A stark sign of the times, I Don't Kiss - or J'Embrasse Pas to give it it's original title - is a tale of a modern living that rings seedily true. Pierre (Blanc), an attractive Pyrennean Dick Whittington, escapes his village background by leaving for the bright lights of Paris. He lands a job in a hospital kitchen and a couple of friends in his distant aunt (Vincent) and fellow kitchen worker Said (Zam). Things, however, go wrong for the optimistic 19-year-old: his refusal to accept charity of any form allied to his lack of straightforward city knowledge (he doesn't get the dole when he loses his job because he says he didn't work very hard) means he ends up on the streets. Things are further complicated by his various emotional entanglements: with his aunt, with a rich older man (Noiret), with a young prostitute (Beart) - Pierre lives through this all with an increasing cynicism and street-awareness.

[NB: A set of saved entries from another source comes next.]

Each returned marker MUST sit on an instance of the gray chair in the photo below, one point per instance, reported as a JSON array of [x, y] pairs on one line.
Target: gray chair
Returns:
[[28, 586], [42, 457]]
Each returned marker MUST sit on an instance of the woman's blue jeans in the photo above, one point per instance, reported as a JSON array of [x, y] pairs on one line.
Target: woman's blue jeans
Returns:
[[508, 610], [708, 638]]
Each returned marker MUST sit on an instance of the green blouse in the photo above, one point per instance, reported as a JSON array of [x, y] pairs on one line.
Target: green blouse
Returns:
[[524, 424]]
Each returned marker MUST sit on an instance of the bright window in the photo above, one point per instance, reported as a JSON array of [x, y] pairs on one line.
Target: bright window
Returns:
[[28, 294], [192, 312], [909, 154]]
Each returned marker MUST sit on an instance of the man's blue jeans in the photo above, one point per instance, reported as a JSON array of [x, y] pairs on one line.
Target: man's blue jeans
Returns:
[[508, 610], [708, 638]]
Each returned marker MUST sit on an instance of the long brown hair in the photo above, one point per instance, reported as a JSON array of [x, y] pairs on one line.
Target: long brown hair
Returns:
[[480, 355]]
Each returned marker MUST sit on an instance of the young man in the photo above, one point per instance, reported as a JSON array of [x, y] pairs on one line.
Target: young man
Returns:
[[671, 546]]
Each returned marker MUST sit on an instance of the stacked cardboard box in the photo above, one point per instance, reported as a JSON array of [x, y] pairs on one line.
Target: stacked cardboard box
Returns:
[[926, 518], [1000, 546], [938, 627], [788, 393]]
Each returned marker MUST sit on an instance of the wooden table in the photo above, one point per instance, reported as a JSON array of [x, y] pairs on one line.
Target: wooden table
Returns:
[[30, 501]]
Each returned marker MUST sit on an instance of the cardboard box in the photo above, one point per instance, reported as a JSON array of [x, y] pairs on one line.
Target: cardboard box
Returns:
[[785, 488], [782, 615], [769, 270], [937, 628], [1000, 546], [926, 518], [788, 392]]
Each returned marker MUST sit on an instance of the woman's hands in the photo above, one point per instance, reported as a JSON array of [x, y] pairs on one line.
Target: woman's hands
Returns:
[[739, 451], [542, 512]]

It's an absorbing tale, unsentimental and brutally true to life, which builds to seemingly inescapable violence in the last half-hour. It hasn't the cautionary bleakness of a Last Exit To Brooklyn, for instance - more a sort of modern matter-of-factness that allows room for romance and good times as much as desolation.

Blanc and Beart (unrecognisable from her fey days as Manon De Sources) give fine, subtle performances: indeed, all the acting is faultless. The characters and dialogue are similarly real, though it grates as ever to see yet another central female-as-victim. And for such an assured film, the end comes surprisingly awkwardly, leaving a frustrated feeling of continued involvement with each person's story. Still, I Don't Kiss is city life as it really is: complicated, unfulfilling, fast-moving, tough. An honest and engaging film.

It's brutal, it's honest, and it's unflinching. The performances are faultless, it's just a pity that the ending couldn't have been a bit tidier.